Things are afoot at Harvey Mudd College, an elite STEM school. The natives are restless.
Last month, too, a controversial report regarding student workload and faculty opinion of students leaked to the student newspaper, The Student Life. A committee examining the college’s classroom environment commissioned a study from the Center of Inquiry at Wabash College in Indiana. Two representatives from the center visited campus and conducted focus groups with students and faculty members.
Some faculty members, meanwhile, told the interviewers that students were not prepared for their classes, and that they’d observed deterioration in the quality of students accepted to Harvey Mudd over the years. They described students as wed to their phones and not committed to the sciences.
I could believe the “wedded to their phones” line. I wonder about the balance between the genders on this issue. Do women have their face in the phone more? What are the two sexes doing on their phones? Personally, I was once criticized for having my face in the phone during lunch, but I am an INTJ, and I was doing INTJ intellectual development stuff with it. What about everybody else?
Also, the quality of students have decreased. I wonder why…
When administrators didn’t respond to the demands, Klawe said, the students staged the sit-in April 12.
Students who staged the sit-in did not respond to interview requests. FEMUnion at Harvey Mudd, a student group that advocates for women in science, technology, mathematics and engineering fields, wrote in a Facebook message to Inside Higher Ed that the student organizers “were tired” and did not wish to be interviewed.
Since when does a woman student advocacy group have nothing to say? Perhaps their position would not stand up to scrutiny.
Klawe described the significant shifts that have occurred on campus in the past decade — white men have historically dominated at the college — until it attempted to diversify the campus, a campaign that has seen relative success.
While leadership there has recruited more women — to the point where they comprise nearly 50 percent of the student body — gains in the numbers of Hispanic and black students were sluggish until recent years, Klawe said. As a college recognized for its sciences, Harvey Mudd competes with institutions like Stanford University and the Massachusetts Institute of Technology, both with higher profiles.
I see. The women are 50% of the student body of a STEM college. Let that soak in.
There was probably an enormous effort taken to get there. As we all know, women really don’t like STEM (at least large numbers of them). Sometimes, they like the concept of being a STEM person, but then the work sets in. That is not appealing. The work, the challenge of STEM is probably best tackled by those who have lots of testosterone, making them single minded and driven.

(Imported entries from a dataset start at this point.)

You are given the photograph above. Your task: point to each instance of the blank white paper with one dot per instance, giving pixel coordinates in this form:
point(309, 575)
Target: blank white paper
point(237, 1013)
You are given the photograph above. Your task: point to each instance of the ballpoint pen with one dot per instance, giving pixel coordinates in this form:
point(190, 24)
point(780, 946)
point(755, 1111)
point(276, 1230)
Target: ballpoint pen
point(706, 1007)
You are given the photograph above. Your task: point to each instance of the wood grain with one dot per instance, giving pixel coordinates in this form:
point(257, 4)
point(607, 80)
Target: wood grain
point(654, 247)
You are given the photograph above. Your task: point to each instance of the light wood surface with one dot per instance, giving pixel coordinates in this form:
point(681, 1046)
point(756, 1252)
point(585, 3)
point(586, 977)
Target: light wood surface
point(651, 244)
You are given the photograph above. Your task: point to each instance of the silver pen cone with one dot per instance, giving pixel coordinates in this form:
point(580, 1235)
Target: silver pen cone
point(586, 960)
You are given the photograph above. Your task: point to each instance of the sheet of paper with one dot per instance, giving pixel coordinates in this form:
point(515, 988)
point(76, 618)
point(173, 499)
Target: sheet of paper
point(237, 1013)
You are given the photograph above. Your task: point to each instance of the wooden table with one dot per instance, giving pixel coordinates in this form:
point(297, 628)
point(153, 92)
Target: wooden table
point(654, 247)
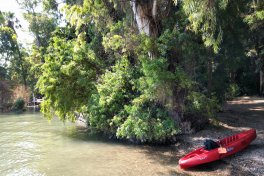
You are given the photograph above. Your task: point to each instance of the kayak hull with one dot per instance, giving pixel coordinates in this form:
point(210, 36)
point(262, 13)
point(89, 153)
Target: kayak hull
point(232, 144)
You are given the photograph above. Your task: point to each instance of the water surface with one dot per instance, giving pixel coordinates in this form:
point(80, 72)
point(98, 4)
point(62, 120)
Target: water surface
point(31, 145)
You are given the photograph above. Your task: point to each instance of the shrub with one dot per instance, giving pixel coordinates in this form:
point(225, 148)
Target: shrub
point(19, 105)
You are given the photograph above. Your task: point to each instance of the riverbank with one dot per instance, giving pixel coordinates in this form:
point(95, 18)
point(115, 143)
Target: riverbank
point(238, 115)
point(31, 145)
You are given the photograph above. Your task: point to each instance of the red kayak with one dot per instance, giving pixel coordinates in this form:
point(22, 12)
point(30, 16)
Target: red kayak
point(229, 146)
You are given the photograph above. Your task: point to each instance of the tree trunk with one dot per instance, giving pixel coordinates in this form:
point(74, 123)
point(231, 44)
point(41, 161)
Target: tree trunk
point(210, 72)
point(145, 14)
point(261, 92)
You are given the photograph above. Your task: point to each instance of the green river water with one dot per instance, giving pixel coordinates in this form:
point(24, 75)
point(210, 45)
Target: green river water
point(32, 145)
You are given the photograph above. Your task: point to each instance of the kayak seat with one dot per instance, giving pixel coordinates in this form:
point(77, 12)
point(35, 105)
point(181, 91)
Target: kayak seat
point(210, 144)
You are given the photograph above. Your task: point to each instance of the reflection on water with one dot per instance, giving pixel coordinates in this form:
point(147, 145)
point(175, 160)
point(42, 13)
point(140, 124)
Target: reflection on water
point(30, 145)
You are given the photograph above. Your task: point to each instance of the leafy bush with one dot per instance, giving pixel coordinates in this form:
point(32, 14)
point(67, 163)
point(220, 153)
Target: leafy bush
point(232, 92)
point(198, 103)
point(19, 105)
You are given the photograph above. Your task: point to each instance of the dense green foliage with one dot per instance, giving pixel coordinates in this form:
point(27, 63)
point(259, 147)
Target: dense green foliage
point(19, 105)
point(143, 70)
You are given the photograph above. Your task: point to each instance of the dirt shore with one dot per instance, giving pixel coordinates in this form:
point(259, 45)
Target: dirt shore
point(240, 114)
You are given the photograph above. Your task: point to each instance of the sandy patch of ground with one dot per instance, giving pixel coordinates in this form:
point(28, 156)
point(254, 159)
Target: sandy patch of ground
point(240, 114)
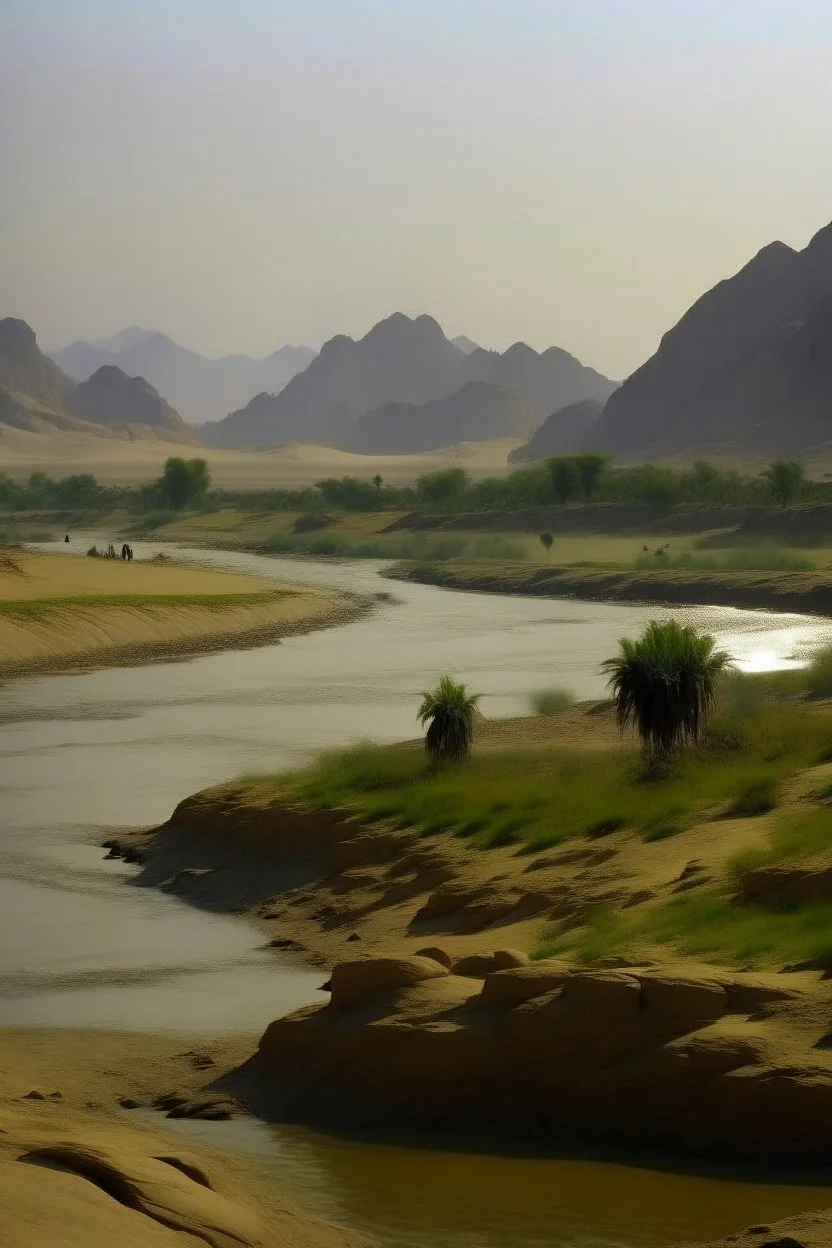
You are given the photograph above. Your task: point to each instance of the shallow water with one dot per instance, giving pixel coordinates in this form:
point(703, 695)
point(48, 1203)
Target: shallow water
point(77, 947)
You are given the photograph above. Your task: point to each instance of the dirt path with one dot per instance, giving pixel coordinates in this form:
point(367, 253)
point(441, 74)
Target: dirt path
point(59, 613)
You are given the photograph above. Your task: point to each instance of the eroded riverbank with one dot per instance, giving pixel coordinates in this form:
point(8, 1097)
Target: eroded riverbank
point(90, 751)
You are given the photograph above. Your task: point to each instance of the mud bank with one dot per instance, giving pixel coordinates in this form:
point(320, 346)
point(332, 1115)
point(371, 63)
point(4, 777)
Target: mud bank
point(674, 1055)
point(806, 592)
point(79, 1170)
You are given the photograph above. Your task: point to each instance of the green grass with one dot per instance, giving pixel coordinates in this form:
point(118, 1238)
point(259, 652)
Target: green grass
point(752, 558)
point(705, 925)
point(34, 608)
point(539, 798)
point(711, 925)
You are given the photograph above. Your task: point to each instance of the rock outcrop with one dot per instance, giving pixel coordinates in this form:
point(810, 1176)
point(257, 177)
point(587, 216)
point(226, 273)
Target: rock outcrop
point(657, 1056)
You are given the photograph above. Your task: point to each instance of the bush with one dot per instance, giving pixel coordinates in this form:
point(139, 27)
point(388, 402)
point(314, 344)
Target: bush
point(312, 521)
point(757, 798)
point(818, 674)
point(550, 702)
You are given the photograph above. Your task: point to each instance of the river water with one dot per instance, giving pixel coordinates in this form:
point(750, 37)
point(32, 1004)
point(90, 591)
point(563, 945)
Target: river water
point(121, 746)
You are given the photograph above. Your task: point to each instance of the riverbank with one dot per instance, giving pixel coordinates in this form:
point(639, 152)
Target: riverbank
point(805, 592)
point(77, 1168)
point(64, 612)
point(657, 1032)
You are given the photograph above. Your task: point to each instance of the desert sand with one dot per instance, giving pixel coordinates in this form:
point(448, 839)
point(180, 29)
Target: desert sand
point(116, 462)
point(58, 612)
point(77, 1168)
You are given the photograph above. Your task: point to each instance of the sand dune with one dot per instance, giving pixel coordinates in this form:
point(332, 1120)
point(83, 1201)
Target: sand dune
point(62, 612)
point(125, 463)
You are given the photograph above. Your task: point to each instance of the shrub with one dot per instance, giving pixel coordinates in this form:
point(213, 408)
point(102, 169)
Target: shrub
point(665, 684)
point(818, 674)
point(757, 798)
point(550, 702)
point(312, 521)
point(448, 711)
point(606, 825)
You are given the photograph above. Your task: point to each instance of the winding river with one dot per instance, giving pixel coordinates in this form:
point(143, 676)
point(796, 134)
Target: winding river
point(121, 746)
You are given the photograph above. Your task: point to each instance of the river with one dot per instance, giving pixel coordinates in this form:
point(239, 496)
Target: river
point(120, 746)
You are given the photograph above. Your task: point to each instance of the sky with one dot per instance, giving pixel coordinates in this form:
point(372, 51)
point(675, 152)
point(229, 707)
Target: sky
point(242, 174)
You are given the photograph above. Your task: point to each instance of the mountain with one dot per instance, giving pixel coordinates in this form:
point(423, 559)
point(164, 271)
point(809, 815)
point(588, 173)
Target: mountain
point(563, 433)
point(36, 396)
point(198, 387)
point(473, 413)
point(746, 368)
point(401, 361)
point(110, 397)
point(464, 343)
point(25, 370)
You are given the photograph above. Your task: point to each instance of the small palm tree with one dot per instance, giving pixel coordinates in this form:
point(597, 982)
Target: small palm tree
point(448, 710)
point(665, 684)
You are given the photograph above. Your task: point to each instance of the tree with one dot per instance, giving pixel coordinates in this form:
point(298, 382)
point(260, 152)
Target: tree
point(786, 479)
point(183, 481)
point(590, 468)
point(448, 710)
point(665, 684)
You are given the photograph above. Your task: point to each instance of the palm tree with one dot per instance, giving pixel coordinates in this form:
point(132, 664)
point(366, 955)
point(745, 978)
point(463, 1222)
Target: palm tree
point(665, 684)
point(448, 710)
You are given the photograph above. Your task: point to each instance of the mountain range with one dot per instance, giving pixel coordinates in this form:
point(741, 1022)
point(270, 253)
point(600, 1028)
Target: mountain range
point(401, 361)
point(747, 368)
point(561, 433)
point(198, 388)
point(474, 413)
point(36, 396)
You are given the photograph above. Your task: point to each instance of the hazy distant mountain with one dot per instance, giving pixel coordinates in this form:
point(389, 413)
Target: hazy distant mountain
point(401, 361)
point(25, 370)
point(110, 397)
point(36, 396)
point(473, 413)
point(749, 367)
point(198, 387)
point(563, 433)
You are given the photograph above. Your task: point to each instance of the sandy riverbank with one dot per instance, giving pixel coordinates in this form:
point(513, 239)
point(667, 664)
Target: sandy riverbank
point(79, 1170)
point(651, 1048)
point(806, 592)
point(62, 612)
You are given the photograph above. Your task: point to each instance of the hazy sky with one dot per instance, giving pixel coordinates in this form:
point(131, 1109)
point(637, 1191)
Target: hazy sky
point(248, 172)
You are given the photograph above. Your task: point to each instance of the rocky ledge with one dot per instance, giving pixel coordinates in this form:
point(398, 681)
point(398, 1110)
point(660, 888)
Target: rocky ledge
point(641, 1055)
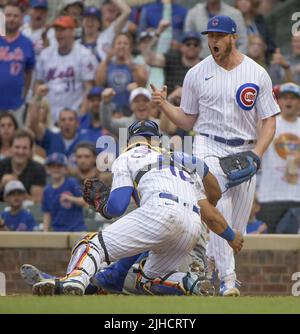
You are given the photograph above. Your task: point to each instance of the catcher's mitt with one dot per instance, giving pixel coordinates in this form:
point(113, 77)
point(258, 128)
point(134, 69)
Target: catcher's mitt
point(239, 167)
point(96, 194)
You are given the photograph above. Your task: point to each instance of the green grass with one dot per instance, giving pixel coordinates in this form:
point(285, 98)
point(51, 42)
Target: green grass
point(141, 304)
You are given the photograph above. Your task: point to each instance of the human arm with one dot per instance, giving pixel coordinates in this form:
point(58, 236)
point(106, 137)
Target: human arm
point(47, 221)
point(217, 224)
point(122, 19)
point(33, 118)
point(175, 114)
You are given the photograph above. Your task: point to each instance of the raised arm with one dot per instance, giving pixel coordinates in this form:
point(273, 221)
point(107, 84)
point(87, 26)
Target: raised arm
point(175, 114)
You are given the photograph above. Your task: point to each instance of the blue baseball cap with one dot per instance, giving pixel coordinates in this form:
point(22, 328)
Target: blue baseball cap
point(190, 35)
point(95, 91)
point(92, 11)
point(57, 158)
point(220, 23)
point(39, 4)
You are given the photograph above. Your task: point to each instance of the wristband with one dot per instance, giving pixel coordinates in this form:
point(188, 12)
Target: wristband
point(228, 234)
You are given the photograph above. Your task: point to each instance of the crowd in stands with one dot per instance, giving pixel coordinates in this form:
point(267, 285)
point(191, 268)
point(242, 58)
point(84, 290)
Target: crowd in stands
point(73, 71)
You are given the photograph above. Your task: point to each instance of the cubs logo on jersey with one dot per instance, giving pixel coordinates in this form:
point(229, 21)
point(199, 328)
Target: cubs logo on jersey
point(246, 96)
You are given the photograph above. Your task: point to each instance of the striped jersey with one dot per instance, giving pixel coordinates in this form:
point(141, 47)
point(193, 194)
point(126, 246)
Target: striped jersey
point(170, 179)
point(229, 103)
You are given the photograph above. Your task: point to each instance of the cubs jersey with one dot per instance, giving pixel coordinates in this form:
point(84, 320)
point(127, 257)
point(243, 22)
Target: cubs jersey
point(229, 103)
point(169, 179)
point(65, 76)
point(274, 184)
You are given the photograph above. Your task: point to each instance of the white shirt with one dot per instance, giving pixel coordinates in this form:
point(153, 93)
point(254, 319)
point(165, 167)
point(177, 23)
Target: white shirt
point(229, 103)
point(178, 183)
point(65, 76)
point(273, 183)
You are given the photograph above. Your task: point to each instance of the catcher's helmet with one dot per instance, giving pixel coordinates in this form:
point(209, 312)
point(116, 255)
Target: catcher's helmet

Students pointed out a couple years ago that all lecturers in a campus speaker series were white men, Klawe said. In a required, basic course for engineering majors, women performed poorly until the college tweaked how it was taught, bringing in a hands-on component in which students built mini robots that could function underwater. The same mathematics concepts were being taught, but in a way that would appeal and allow women to thrive, Klawe said.
So they made the introductory engineering course more hands-on. That probably would favor the fellas one would think, as guys are very oriented to hands-on mechanical things. Probably, the girls enlisted the guys to help with their robots, easing their load in the course.
Normally, girls do well in typical classroom learning, the memorize and regurgitate regimen. Perhaps the tweak was to make it more in this form. Would this was the allow women to thrive change?
Probably the reason that the College is having so many issues is that they have distorted the situation. Undoubtedly there are lots of students who really should not be there, either because of lack of preparation, desire or temperament. It plays out in frustration directed toward most everything except the real problem. Square peg — meet round hole.